Effect of iterative reconstruction on variability and reproducibility of epicardial fat volume quantification by cardiac CT.

Background: The epicardial fat volume (EFV) measured by cardiac CT has emerged as an important parameter for understanding the pathophysiology of coronary atherosclerosis.

Objective: We investigated the variability and reproducibility of EFV measurements and evaluated the effect of model-based type iterative reconstruction (M-IR) on measurement results.

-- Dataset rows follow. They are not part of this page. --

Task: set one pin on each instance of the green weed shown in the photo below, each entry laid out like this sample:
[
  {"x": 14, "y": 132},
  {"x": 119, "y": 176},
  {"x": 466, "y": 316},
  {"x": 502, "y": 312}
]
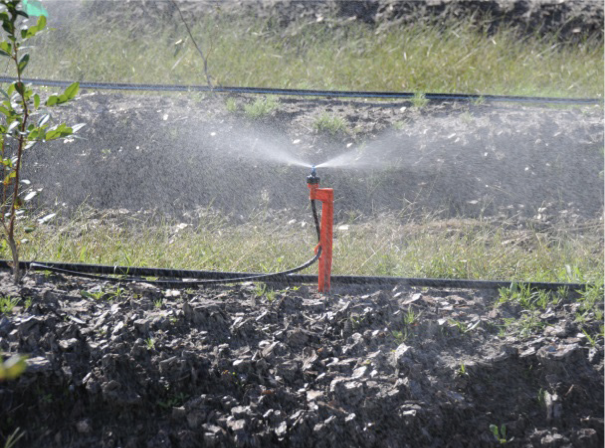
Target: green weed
[
  {"x": 260, "y": 107},
  {"x": 7, "y": 304},
  {"x": 231, "y": 105},
  {"x": 499, "y": 433},
  {"x": 330, "y": 124},
  {"x": 452, "y": 57}
]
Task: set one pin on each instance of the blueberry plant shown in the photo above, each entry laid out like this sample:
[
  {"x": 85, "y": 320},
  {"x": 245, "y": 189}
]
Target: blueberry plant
[{"x": 25, "y": 120}]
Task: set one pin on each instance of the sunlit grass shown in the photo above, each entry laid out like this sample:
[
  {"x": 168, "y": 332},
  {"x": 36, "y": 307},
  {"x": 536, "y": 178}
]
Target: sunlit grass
[
  {"x": 418, "y": 58},
  {"x": 437, "y": 248}
]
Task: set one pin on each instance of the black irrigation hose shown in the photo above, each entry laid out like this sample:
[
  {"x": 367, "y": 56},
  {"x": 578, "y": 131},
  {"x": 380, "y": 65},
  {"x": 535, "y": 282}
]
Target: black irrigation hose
[
  {"x": 172, "y": 283},
  {"x": 226, "y": 277},
  {"x": 305, "y": 92}
]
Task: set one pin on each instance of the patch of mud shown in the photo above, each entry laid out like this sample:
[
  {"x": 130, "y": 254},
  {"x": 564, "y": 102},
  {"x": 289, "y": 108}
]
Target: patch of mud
[{"x": 229, "y": 366}]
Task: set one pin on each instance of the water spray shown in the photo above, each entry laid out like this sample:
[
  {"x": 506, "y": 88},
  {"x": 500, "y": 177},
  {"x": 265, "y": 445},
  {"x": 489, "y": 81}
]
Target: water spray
[{"x": 325, "y": 230}]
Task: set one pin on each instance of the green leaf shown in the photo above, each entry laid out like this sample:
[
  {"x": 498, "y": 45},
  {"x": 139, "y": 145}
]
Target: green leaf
[
  {"x": 77, "y": 127},
  {"x": 9, "y": 176},
  {"x": 5, "y": 111},
  {"x": 23, "y": 62},
  {"x": 43, "y": 120},
  {"x": 13, "y": 367},
  {"x": 19, "y": 87},
  {"x": 59, "y": 131},
  {"x": 41, "y": 23},
  {"x": 13, "y": 126},
  {"x": 52, "y": 100}
]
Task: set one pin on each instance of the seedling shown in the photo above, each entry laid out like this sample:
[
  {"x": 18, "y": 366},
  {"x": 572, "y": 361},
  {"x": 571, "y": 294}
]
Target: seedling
[
  {"x": 12, "y": 368},
  {"x": 400, "y": 336},
  {"x": 591, "y": 340},
  {"x": 499, "y": 433},
  {"x": 231, "y": 105},
  {"x": 462, "y": 370},
  {"x": 419, "y": 100},
  {"x": 24, "y": 119},
  {"x": 261, "y": 290}
]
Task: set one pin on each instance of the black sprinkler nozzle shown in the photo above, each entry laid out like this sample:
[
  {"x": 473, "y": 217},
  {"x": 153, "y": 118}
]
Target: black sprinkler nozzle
[{"x": 313, "y": 179}]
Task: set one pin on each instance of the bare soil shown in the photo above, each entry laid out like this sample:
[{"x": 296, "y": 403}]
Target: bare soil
[
  {"x": 225, "y": 366},
  {"x": 235, "y": 366}
]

Methods: Non-contrast cardiac CT data (tube voltage 120-kVp, tube current time product 32 mAs) of 30 consecutive patients were reconstructed with filtered back projection (FBP), hybrid type iterative reconstruction (H-IR), and M-IR using a slice thickness of 3.0 mm. CT attenuation and image noise was measured for all reconstructions. Two observers independently quantified EFV using semi-automated software and interobserver agreement was evaluated.

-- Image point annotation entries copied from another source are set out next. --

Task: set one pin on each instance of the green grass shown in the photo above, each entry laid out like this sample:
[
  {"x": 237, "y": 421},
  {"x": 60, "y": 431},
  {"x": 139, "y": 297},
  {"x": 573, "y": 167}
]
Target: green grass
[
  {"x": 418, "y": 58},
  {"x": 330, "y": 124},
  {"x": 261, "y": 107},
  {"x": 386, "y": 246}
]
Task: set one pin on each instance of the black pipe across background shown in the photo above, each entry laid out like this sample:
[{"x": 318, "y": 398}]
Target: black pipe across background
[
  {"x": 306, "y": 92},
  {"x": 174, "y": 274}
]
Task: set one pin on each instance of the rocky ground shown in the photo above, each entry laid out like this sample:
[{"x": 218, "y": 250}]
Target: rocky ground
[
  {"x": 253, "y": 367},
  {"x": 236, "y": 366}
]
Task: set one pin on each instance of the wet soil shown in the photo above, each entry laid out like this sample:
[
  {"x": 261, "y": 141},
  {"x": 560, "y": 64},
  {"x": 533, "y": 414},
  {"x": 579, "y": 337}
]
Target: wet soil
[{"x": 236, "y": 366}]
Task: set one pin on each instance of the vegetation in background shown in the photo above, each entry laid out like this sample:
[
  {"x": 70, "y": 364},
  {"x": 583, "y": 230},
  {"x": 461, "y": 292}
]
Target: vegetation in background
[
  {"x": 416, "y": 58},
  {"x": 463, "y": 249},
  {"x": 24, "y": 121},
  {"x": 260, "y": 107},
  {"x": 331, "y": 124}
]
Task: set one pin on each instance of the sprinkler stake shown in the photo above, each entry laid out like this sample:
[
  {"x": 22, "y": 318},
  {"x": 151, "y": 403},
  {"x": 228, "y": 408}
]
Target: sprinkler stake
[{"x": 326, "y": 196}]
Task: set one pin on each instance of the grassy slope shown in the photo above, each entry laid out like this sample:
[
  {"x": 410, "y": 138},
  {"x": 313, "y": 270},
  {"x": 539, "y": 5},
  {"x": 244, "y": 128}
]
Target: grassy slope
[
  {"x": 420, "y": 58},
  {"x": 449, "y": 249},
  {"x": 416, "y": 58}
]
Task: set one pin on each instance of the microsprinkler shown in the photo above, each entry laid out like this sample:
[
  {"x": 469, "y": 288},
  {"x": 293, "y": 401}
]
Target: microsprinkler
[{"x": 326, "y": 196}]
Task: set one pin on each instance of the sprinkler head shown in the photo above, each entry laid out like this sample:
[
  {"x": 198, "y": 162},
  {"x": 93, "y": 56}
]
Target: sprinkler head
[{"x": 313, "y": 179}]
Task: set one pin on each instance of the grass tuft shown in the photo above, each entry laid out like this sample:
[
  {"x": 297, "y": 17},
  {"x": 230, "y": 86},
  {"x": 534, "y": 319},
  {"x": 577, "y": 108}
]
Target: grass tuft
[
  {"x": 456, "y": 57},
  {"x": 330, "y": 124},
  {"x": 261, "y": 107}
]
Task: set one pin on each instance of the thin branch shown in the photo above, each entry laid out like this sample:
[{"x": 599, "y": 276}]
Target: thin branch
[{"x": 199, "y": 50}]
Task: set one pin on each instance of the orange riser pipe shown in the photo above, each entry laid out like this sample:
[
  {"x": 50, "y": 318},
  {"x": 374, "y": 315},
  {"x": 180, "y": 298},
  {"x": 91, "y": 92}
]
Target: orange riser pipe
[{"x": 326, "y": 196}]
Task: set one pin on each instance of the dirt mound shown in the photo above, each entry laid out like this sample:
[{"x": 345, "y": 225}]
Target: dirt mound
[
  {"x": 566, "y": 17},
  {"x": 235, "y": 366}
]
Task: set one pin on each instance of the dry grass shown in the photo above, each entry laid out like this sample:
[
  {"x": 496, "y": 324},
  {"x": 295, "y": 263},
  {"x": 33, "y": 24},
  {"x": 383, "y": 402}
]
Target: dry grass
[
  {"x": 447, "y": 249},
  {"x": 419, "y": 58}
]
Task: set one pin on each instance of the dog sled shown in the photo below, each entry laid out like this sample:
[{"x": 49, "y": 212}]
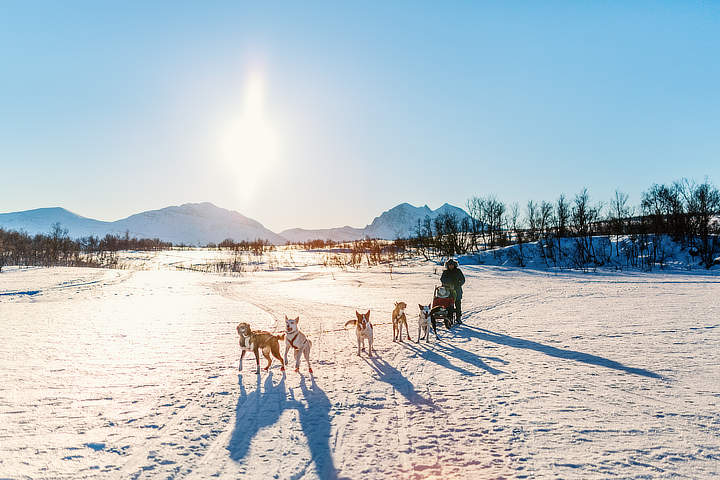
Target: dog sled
[{"x": 443, "y": 306}]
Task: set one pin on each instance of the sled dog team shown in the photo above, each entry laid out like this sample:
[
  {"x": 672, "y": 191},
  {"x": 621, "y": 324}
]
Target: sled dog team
[{"x": 257, "y": 341}]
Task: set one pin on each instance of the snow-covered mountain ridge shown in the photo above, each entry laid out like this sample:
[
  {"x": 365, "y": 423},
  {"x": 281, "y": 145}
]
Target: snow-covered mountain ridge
[{"x": 203, "y": 223}]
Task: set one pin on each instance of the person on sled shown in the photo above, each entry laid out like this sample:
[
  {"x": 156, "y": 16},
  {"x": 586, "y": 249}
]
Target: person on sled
[{"x": 454, "y": 279}]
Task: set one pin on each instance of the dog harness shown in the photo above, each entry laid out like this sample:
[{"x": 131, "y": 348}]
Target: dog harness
[{"x": 291, "y": 340}]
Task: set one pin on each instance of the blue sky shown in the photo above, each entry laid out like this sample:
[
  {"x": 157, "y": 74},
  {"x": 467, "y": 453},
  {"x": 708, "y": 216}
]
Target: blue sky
[{"x": 108, "y": 109}]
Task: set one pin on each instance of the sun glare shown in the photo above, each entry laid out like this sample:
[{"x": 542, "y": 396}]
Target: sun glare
[{"x": 250, "y": 145}]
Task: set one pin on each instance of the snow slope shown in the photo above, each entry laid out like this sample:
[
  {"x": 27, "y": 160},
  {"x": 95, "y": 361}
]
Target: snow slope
[
  {"x": 398, "y": 222},
  {"x": 190, "y": 223},
  {"x": 133, "y": 374}
]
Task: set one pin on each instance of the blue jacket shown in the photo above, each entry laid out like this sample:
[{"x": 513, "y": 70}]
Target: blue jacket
[{"x": 455, "y": 279}]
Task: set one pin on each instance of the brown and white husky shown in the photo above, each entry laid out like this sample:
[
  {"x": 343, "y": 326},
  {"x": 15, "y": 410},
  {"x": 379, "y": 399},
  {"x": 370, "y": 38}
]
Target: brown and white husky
[
  {"x": 296, "y": 340},
  {"x": 258, "y": 340},
  {"x": 363, "y": 331},
  {"x": 399, "y": 319}
]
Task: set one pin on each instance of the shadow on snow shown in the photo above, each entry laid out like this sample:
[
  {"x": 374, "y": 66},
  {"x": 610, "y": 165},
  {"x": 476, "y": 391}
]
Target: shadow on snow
[
  {"x": 263, "y": 408},
  {"x": 515, "y": 342}
]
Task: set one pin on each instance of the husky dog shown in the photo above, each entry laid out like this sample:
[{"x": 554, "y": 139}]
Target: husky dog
[
  {"x": 363, "y": 330},
  {"x": 296, "y": 340},
  {"x": 258, "y": 340},
  {"x": 399, "y": 319},
  {"x": 425, "y": 320}
]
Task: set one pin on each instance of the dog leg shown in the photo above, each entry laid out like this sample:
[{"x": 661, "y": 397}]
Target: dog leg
[
  {"x": 297, "y": 360},
  {"x": 307, "y": 355},
  {"x": 257, "y": 359},
  {"x": 275, "y": 349},
  {"x": 434, "y": 322},
  {"x": 242, "y": 355},
  {"x": 267, "y": 356}
]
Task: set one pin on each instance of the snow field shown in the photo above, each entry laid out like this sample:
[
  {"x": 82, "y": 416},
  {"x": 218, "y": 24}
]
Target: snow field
[{"x": 133, "y": 374}]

Results: There was no significant difference in the CT attenuation of the ascending aorta among the three reconstructions. The mean image noise on FBP-, H-IR-, and M-IR images was 48.0 ± 7.9 HU, 29.6 ± 4.8 HU, and 9.3 ± 1.3 HU, respectively; there was a significant difference among all comparison combinations for the three reconstructions (p < 0.01). FBP yielded the highest EFV among the three reconstructions (171.0 ± 54.9 cm(3) [FBP], 153.8 ± 53.1 cm(3) [H-IR], and 134.0 ± 46.4 cm(3) [M-IR]). For all three reconstructions, interobserver correlations were excellent (r = 0.91 [FBP], 0.93 [H-IR], and 0.96 [M-IR]). Interobserver comparisons showed that the lowest Bland-Altman limit of agreement was with M-IR (mean difference 2.0 ± 4.9%, 95% limit of agreement, -24.0 to 28.0%) followed by H-IR (-2.6 ± 7.1%, -39.8 to 34.6%) and FBP (-0.2 ± 8.6%, -45.3- to 45.0%).

Conclusion: For the quantification of epicardial fat by cardiac CT, model-based iterative reconstruction can improve the image quality and lessen measurement variability.